- First tankōbon volume cover

ダークサモナーとデキている (Dāku Samonā to Dekiteiru)
- Genre: Erotic comedy; Fantasy; Romantic comedy;
- Written by: Shaoh
- Published by: Fujimi Shobo
- Imprint: Dragon Comics Age
- Magazine: Dra Dra Sharp
- Original run: November 4, 2021 – present
- Volumes: 7
- Directed by: Seiya Miyajima
- Produced by: Yasuhiro Aoki; Kōta Hashiguchi;
- Written by: Seiya Miyajima
- Studio: AtoriE; Nyan Pollution-ω- (production cooperation);
- Licensed by: Sentai Filmworks
- Original network: Tokyo MX, BS11 (censored)
- Original run: October 5, 2026 – scheduled
- Anime and manga portal

= I'm Dating a Dark Summoner =

Japanese manga series

I'm Dating a Dark Summoner (ダークサモナーとデキている, Dāku Samonā to Dekiteiru) is a Japanese manga series written and illustrated by Shaoh. It began serialization under Fujimi Shobo's Dra Dra Sharp label in November 2021, and has been compiled into seven volumes as of March 2026. A short-form anime television series adaptation produced by AtoriE is set to premiere in October 2026.

==Plot==
Demi-human Amona and priest Roni are members of the same party, with Roni being distrustful of Amora due to her background. However, after the two somehow end up having sex one night, the two find themselves in a complicated relationship, with both being in denial regarding their lust for each other. Even as their partymates notice them getting closer, the two deny that they are in a romantic relationship.

==Characters==
- Amona (アモナ)

A demi-human who serves as a dark summoner. She has just joined Roni's party and immediately comes into conflict with him, only for them to have sex that night.
- Roni (ロニ)

A priest in Amona's new party, who wears glasses. He has an uptight personality, believing lust to be blasphemous. He has bad memories from his childhood, including having a wet dream after imagining a girl in a bunny suit.
- Imp (インプ, Inpu)

- Haru (ハル)

A party leader and a swordswoman
- Eury (エウリィ, Euryi)

An elf archer that hails from the Lilylala forest

==Media==
===Manga===
Written and illustrated by Shaoh, the manga began serialization under Fujimi Shobo's Dra Dra Sharp label on November 4, 2021, on the ComicWalker (now KadoComi) service, with serialization on the Niconico Seiga service starting on December 24, 2021. The first tankōbon volume was released under Fujimi Shobo's Dragon Comics Age imprint on November 8, 2022; seven volumes have been released as of March 9, 2026.

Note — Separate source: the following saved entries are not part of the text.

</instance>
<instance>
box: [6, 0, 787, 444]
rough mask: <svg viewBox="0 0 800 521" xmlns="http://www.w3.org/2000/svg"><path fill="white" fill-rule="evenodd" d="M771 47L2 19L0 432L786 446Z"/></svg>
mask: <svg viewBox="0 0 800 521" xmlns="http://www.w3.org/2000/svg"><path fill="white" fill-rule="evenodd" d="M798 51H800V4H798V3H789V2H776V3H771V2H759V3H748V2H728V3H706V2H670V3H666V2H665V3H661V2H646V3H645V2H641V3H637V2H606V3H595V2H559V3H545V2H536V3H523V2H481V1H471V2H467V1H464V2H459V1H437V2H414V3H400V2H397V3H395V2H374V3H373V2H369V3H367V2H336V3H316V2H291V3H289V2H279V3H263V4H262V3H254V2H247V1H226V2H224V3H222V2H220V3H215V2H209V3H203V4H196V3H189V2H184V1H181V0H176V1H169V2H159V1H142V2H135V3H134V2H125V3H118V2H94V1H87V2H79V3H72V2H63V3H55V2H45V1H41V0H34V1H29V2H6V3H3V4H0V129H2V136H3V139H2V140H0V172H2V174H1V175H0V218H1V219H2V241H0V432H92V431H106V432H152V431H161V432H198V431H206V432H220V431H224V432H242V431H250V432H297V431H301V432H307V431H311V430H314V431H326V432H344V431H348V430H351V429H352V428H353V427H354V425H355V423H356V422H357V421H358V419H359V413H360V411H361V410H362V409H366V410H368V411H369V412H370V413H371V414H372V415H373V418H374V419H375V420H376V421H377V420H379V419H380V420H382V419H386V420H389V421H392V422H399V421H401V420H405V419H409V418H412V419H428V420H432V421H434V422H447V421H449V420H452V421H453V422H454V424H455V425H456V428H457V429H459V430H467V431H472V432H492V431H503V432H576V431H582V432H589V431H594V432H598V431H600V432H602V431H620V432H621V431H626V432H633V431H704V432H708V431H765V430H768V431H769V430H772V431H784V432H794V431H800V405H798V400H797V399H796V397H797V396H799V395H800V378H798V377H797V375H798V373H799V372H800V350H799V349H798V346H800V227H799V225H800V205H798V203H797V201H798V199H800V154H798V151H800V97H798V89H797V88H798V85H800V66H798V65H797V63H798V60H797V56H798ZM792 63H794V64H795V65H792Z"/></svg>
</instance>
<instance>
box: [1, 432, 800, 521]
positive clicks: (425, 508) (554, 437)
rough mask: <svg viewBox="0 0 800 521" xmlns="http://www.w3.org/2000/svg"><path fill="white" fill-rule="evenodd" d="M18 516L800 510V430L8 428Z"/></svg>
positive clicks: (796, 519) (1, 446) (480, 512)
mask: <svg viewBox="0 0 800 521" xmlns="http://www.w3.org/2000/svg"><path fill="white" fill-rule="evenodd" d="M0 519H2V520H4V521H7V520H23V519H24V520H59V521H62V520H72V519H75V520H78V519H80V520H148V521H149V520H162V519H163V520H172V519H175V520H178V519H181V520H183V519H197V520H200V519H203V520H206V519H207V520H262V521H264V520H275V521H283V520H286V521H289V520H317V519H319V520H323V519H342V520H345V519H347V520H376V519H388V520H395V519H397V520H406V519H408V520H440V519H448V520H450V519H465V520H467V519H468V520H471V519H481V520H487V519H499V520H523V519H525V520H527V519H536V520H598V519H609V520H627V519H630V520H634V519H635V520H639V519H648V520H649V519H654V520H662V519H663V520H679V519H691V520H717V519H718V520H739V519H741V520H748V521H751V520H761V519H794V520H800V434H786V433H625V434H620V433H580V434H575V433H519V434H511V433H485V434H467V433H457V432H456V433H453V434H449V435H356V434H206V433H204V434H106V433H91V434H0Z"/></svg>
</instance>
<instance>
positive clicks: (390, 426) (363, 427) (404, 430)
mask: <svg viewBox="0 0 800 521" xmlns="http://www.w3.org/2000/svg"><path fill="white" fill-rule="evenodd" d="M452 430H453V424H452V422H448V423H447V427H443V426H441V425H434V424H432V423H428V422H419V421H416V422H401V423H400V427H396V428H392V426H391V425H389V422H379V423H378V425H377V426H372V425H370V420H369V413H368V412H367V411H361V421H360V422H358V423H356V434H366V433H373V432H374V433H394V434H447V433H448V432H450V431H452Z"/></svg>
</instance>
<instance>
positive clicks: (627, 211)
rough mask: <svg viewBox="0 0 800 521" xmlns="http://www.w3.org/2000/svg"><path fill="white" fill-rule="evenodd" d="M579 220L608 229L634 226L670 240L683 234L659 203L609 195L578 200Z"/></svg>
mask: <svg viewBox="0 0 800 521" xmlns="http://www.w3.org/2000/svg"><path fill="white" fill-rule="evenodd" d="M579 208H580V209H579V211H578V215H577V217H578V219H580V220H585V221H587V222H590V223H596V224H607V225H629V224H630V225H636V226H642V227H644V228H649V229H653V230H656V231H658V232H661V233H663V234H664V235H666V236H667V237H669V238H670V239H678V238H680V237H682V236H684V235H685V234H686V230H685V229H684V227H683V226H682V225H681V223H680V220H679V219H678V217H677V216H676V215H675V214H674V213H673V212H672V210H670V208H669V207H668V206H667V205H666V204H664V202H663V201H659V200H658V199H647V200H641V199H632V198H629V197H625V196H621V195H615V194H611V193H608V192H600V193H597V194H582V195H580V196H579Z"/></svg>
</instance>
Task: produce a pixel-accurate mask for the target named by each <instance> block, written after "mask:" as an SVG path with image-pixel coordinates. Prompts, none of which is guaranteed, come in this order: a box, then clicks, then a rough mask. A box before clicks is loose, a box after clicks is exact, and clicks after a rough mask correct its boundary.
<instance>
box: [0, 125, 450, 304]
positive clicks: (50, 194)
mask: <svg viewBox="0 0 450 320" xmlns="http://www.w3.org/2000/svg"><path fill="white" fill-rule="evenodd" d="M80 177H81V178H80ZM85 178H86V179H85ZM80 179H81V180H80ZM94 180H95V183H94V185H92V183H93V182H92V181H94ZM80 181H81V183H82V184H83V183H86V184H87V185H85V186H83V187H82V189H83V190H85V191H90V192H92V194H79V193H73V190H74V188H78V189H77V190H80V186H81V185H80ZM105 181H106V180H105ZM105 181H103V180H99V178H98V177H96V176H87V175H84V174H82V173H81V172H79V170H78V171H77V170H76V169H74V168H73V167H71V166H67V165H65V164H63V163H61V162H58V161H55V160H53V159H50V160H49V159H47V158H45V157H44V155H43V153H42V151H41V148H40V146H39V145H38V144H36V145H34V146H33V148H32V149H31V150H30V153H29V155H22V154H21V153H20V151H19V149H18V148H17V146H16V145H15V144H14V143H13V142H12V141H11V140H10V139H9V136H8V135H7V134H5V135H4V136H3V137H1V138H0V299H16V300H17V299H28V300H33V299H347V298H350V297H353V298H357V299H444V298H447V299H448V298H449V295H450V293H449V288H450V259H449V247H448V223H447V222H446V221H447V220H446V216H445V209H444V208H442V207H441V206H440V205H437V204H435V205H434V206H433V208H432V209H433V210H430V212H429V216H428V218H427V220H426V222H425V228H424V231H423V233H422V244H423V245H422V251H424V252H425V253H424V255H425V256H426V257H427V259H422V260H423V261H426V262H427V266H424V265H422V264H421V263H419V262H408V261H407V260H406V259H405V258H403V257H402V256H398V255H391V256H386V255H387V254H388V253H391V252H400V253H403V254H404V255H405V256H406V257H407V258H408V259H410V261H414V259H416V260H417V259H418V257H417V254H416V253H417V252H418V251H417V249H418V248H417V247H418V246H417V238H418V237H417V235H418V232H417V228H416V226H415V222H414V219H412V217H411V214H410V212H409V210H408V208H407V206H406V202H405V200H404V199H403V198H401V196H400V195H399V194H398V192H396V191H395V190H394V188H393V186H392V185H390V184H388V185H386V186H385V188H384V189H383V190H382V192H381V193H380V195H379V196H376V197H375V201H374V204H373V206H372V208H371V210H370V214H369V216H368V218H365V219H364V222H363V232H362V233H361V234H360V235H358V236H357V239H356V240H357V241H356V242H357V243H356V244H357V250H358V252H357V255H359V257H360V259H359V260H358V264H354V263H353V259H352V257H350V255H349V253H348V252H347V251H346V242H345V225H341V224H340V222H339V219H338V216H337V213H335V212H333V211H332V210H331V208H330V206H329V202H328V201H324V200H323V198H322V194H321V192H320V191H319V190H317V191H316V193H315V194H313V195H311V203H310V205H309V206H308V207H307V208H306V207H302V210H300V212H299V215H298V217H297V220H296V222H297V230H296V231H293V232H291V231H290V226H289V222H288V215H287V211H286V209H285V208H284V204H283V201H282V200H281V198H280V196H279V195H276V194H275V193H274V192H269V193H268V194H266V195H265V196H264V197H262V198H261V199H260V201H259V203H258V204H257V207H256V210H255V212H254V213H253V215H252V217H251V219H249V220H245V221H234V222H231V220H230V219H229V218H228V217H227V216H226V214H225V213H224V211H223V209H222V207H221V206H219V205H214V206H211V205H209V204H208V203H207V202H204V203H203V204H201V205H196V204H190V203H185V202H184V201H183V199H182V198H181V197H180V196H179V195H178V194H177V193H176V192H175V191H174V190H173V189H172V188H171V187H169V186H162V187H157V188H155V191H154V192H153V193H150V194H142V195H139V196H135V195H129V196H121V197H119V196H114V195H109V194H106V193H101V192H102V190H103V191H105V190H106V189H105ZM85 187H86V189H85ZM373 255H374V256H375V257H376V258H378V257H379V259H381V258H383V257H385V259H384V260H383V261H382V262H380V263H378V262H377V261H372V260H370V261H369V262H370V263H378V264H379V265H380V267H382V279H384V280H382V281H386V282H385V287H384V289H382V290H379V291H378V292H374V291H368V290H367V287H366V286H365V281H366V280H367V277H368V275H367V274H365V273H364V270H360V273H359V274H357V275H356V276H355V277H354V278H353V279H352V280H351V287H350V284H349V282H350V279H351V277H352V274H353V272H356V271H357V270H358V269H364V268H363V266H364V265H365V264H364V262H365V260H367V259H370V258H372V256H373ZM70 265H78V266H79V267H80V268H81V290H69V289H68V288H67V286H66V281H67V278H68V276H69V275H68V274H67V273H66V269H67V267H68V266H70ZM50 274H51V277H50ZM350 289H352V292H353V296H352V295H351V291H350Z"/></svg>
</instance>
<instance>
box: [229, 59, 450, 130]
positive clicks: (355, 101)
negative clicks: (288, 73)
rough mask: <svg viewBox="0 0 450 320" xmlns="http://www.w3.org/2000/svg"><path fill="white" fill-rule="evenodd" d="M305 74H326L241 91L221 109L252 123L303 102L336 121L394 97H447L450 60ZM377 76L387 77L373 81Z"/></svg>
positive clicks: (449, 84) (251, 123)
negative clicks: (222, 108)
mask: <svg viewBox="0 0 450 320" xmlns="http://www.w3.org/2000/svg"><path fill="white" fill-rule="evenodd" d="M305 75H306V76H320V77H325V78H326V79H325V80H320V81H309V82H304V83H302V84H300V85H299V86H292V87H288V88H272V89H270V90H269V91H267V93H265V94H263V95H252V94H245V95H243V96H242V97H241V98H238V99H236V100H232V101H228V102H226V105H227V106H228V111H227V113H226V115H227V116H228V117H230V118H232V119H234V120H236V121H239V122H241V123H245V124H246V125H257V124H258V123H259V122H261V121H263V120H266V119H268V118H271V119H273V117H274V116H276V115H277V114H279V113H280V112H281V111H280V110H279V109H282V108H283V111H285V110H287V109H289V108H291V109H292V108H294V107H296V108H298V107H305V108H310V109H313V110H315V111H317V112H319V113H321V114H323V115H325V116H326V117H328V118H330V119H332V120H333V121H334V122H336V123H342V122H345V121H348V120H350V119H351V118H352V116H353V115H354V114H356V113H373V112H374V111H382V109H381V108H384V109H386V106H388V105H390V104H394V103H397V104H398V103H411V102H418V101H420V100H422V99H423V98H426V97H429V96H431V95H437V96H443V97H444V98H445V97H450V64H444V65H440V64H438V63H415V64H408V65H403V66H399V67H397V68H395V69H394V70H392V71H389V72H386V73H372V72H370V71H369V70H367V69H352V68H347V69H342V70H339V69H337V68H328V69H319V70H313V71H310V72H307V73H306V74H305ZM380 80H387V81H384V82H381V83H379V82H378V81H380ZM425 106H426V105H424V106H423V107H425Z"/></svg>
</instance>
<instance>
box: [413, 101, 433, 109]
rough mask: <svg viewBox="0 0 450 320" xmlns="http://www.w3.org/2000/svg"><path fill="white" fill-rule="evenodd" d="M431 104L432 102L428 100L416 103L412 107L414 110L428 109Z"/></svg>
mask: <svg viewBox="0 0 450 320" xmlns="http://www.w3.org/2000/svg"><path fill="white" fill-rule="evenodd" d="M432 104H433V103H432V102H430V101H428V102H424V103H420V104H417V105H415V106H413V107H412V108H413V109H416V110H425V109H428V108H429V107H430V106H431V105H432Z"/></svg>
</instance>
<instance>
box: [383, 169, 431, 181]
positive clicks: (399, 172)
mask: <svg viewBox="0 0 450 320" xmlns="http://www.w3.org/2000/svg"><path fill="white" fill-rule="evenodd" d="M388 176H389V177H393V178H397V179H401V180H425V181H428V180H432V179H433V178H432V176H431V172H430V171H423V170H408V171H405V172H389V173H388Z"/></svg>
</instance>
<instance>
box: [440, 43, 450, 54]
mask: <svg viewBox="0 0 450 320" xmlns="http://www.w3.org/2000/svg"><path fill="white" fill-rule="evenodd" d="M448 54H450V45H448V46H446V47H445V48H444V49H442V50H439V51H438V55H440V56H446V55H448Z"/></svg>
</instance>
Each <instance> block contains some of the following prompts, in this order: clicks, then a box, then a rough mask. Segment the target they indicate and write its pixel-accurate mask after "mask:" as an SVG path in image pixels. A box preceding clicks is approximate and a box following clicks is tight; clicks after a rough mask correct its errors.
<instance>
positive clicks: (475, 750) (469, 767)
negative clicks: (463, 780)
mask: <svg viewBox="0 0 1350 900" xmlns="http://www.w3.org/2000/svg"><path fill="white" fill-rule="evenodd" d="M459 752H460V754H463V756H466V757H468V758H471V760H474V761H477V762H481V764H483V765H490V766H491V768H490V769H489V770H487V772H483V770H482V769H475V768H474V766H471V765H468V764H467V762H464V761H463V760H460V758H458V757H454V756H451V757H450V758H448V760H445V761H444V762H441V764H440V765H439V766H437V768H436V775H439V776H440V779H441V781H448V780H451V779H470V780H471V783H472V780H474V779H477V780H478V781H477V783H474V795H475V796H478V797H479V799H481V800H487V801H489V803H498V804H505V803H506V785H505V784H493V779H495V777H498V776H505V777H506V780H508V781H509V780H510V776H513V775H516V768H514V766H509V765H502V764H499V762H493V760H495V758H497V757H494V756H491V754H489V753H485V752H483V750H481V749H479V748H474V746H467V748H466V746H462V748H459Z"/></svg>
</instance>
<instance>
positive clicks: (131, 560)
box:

| No. | Release date | ISBN |
|---|---|---|
| 1 | November 8, 2022 | 978-4-04-074756-9 |
| 2 | May 9, 2023 | 978-4-04-074969-3 |
| 3 | November 9, 2023 | 978-4-04-075203-7 |
| 4 | June 7, 2024 | 978-4-04-075468-0 |
| 5 | January 9, 2025 | 978-4-04-075747-6 |
| 6 | September 9, 2025 | 978-4-04-076034-6 |
| 7 | March 9, 2026 | 978-4-04-076318-7 |
| 8 | October 9, 2026 | 978-4-04-076588-4 |

===Anime===
A short-form anime television series adaptation produced under WWWave Corporation's Deregula anime label was announced on February 20, 2026. The series will be produced by AtoriE in cooperation with Nyan Pollution-ω- and directed and written by Seiya Miyajima, with Takahiro Sasaki designing the characters. It is set to premiere on October 5, 2026, on Tokyo MX and BS11, with the AnimeFesta service exclusively streaming the anime's complete Deregula uncensored version. The opening theme song is "Zettai Kansei♡Kisei Jijitsu" (絶対完成♡既成事実), performed by Ringo Coisio, and the ending theme song is "AKUMA♰No?☆Hime♡Goto" (AKUMA♰No?☆ヒメ♡ゴト), performed by Mao Komiya. Sentai Filmworks licensed the series in North America for streaming on Hidive.